Ah, but this story was like Andrew Hsieh’s above. I opened the shirt box and it was a bright teal t-shirt with comic strip Link on it, riding a skateboard. “ZELDA Skate Jam!” the shirt said.
“Really?” I thought to myself.
“Wow, thanks! I like the color… that’s pretty cool,” I said. Hey, teal was popular back then. “And Zelda is really cool… but… it’s kind of weird.”
“Why’s that?” my mom asked.
“Because I don’t have a Nintendo. I mean, if I wear this to school, someone might ask me about how much I like Zelda and stuff and I won’t be able to really say anything because I don’t have Zelda or a Nintendo…”
My mom and dad looked at each other and smiled and my dad got up and left the room. He returned with a large-ish wrapped box and put it on my lap with a “here.” I looked at the to/from tag on the box and it said it was from both my parents and my grandmother and granddad on my dad’s side. I ran my hands over the box.

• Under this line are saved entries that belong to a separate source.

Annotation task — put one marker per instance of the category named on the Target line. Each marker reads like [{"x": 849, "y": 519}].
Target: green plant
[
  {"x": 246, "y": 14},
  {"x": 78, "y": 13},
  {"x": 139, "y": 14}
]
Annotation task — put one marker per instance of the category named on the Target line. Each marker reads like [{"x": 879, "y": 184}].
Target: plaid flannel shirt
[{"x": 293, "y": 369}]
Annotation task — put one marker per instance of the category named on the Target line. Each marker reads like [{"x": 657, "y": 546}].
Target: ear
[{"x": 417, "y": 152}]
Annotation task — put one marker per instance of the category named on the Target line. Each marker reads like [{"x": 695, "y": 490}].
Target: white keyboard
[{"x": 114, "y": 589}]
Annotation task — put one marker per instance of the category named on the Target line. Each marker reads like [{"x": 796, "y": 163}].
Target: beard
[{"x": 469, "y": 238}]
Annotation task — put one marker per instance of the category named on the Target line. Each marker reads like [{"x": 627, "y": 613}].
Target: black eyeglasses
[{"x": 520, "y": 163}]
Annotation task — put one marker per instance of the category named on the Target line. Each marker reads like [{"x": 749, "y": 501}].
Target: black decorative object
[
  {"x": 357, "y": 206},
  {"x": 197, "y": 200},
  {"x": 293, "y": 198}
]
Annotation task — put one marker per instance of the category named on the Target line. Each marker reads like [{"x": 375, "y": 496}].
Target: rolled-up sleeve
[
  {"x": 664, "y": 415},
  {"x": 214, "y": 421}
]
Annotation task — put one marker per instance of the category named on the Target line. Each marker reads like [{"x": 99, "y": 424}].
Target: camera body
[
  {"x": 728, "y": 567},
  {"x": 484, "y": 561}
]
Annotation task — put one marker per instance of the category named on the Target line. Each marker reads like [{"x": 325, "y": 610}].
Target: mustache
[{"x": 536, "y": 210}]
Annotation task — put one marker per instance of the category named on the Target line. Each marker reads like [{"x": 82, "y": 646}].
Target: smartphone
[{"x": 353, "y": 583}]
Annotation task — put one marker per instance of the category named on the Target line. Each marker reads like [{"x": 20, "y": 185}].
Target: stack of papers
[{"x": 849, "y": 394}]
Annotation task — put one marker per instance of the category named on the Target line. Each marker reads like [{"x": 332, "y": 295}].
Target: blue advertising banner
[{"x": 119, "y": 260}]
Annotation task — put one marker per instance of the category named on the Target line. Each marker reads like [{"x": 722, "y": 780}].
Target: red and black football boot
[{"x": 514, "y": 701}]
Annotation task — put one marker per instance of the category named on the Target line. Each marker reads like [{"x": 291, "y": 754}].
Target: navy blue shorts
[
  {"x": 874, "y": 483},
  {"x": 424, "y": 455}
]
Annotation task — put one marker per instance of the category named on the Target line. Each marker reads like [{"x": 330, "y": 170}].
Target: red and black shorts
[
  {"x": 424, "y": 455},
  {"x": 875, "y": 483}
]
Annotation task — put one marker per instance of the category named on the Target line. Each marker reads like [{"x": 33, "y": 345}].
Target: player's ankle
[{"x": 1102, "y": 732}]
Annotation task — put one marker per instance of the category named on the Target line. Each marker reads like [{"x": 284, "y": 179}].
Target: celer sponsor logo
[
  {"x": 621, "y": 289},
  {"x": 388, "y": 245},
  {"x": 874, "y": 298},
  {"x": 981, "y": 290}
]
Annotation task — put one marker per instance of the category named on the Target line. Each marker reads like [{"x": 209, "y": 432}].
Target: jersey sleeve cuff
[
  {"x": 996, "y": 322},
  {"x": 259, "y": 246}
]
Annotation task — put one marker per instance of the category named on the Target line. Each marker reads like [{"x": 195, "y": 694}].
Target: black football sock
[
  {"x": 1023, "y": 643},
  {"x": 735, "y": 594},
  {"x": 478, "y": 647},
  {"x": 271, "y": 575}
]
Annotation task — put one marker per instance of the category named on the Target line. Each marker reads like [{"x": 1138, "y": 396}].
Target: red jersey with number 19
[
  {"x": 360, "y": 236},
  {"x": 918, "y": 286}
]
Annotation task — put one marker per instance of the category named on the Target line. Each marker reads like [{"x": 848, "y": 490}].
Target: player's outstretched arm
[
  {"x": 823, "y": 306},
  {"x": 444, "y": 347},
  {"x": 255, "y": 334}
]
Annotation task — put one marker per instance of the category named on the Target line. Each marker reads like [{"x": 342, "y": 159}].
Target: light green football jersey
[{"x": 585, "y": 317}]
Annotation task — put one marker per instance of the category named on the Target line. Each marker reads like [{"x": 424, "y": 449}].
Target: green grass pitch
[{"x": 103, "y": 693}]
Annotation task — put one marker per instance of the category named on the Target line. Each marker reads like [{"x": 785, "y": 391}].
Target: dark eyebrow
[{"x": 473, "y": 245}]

“What do you think it is?!” my mom prompted me.
“I dunno!” I gave it a light shake, which is totally dumb because I knew it wasn’t clothes and that’s really all you care about as a kid. It was something cooler– another generic toy perhaps!
“Well go on and open it!” my dad said.
So I did slowly, since my family’s not the Tasmanian Devil rip-and-shred type of gift openers. I made sure not to look at the ends of the box before I could fully remove the paper.
It was the NES Action Set! I was so excited. It included the neon orange laser gun (which was a must since my dad loves to shoot and he wanted to play Duck Hunt for himself) and also had Super Mario Bros. on the two-pack included cartridge (er, Game Pak, right Nintendo?).
I was overjoyed. My family and I had many great times on the NES, relegating the Atari to the side (though I did still play it a little for some years more), and thanks to the generosity of grandparents who had never gotten me a “wow” gift before, my family was able to get an NES. I wore the Zelda shirt to school with pride. Okay, I didn’t get Zelda that year but I could still say, “Yeah but Mario’s way cooler than Zelda!” I still say that today.